The training loop: forward, loss, backward, step
Every training script — from a 10-line demo to a frontier model — runs the same four-beat loop, over and over:
- Forward — run the model on the input:
pred = w * x. - Loss — measure how wrong the prediction is:
(pred - y)². - Backward — compute the gradient (which way to nudge each parameter
to lower the loss). In PyTorch this is
loss.backward(). - Step — update the parameters against the gradient:
w = w - lr * grad. In PyTorch,optimizer.step().
Then repeat. Run the editor: the loss falls from 36 toward 0 as the loop repeats — that downward march is training.
The order matters, and so does repeating
The four steps must run in that order, every iteration: you can't update
before you've computed the gradient, and you must recompute pred
each loop (a stale prediction is the classic "loss won't move" bug).
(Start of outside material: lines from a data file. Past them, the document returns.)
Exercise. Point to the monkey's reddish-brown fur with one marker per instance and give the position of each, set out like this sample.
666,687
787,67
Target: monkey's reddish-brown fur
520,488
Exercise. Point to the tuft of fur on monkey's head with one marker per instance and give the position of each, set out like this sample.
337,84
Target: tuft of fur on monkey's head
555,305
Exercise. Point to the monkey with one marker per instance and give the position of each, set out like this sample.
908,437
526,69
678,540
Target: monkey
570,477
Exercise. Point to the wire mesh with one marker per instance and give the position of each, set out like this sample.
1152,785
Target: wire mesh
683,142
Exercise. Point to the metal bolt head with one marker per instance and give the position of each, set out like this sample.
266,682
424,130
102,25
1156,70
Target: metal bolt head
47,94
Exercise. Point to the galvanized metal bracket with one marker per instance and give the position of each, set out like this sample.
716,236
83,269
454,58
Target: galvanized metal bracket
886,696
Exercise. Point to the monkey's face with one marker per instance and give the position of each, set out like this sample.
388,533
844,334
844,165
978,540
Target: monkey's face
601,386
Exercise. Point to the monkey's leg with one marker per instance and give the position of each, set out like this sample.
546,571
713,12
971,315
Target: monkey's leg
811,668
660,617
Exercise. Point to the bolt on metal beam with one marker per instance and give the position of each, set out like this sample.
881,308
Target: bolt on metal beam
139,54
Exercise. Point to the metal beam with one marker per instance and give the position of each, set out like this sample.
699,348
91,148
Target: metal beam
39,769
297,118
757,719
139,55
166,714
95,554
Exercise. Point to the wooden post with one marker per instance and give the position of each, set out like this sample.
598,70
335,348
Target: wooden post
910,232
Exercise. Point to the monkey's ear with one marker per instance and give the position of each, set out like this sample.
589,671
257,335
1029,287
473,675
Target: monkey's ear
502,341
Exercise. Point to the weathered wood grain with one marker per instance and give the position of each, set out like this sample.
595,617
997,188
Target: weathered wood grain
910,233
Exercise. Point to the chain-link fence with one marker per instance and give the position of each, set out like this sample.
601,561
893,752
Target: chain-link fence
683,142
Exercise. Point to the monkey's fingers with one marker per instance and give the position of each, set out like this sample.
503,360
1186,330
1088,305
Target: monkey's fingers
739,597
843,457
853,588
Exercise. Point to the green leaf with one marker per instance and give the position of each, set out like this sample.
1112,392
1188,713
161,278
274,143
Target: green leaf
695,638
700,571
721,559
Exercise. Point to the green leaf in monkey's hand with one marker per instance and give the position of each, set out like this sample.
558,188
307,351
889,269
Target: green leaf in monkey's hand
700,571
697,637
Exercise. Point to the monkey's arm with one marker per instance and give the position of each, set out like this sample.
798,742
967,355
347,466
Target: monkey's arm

In real PyTorch you'll also see optimizer.zero_grad() at the top of the
loop — it clears last iteration's gradients so they don't accumulate. We
skip it here because our by-hand grad is freshly computed each time, but
recognize it when you read real code.
Why a builder reads loops, not writes them
You won't hand-roll training loops at work, but you'll read them
constantly when an AI writes one — and the bugs are almost always loop
bugs: wrong order, a missing zero_grad, a prediction computed once
outside the loop, or a learning rate that's too big. Knowing the four
beats and that they repeat is enough to spot every one of them.